The lack of line breaks make this pretty hard to read, but this is the fundamental problem:

org.apache.lucene.index.CorruptIndexException: codec footer mismatch (file truncated?): actual footer=-470888448 vs expected footer=-1071082520 (resource=BufferedChecksumIndexInput(SimpleFSIndexInput(path="/usr/share/elasticsearch/data/nodes/0/_state/global-80.st")))

The metadata on disk is corrupt, or at least it is different from the metadata that Elasticsearch wrote. This indicates something wrong with your storage or filesystem. Elasticsearch presents a workload to the underlying disks that's quite good at exposing bugs (e.g. in the kernel or in the filesystem) as well as faulty hardware.

After addressing that, I think it's best to start this node afresh by wiping the data directory and restore any red indices from a recent snapshot.

Hi David,

Thank you very much for your answer. I highly appreciate it!
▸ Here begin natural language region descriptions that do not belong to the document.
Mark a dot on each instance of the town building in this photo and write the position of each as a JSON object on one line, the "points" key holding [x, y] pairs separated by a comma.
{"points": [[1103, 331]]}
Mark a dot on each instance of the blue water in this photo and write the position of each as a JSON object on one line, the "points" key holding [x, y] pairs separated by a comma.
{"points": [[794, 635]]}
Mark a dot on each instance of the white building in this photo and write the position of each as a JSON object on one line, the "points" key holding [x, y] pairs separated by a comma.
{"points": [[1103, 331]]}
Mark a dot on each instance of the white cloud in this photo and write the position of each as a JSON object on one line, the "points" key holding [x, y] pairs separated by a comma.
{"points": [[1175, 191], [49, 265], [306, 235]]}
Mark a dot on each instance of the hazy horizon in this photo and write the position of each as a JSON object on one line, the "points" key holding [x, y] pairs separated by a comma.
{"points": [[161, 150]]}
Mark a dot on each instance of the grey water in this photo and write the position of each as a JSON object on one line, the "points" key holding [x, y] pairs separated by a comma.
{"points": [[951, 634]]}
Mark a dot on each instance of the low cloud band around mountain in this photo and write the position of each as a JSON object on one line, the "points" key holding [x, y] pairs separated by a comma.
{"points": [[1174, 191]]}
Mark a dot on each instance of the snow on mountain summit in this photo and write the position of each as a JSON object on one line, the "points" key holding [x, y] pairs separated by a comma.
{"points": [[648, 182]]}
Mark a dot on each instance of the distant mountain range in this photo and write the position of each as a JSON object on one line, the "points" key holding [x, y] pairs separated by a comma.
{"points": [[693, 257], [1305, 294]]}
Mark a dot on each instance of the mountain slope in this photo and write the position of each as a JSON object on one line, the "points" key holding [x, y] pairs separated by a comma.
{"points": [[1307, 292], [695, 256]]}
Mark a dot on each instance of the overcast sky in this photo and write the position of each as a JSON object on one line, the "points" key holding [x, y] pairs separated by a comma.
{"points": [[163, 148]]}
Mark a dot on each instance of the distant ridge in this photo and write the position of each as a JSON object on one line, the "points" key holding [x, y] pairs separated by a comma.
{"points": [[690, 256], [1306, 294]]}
Could you please share your opinion and help me clarify a few more things:

Because I do not have snapshot of the data and I do not have understanding of the Elasticsearch logic behind the data management, I am trying to figure out our best options:

  1. If we try to resolve the issues of the underlying storage volume (yes, it is GlusterFS), is there a chance the data from these 2 shards to be joined back to the Elasticsearch data? What approach we can use to join back the data?

  2. If we move the data directory on other location, after the cluster is up again, is there a option to to restore the 2 shards from the moved old data?

Unfortunately the only other way forward is to create the index from the source data again. If you no longer have the source data then I don't have any recovery suggestions.

Elasticsearch works pretty hard to protect the integrity of your data, but of course there's a limit to how resilient it is reasonable to be. Your daring choice of filesystem plus the lack of replicas or snapshots is just too much to handle.

Hi David,

Do you mean the whole index? Could I use the other 3 healthy shards of this index?

You can, but I don't see how it helps since each shard contains some random fraction of the documents in an index. The reference manual contains instructions for accepting this kind of data loss by allocating a stale or empty primary.

This topic was automatically closed 28 days after the last reply. New replies are no longer allowed.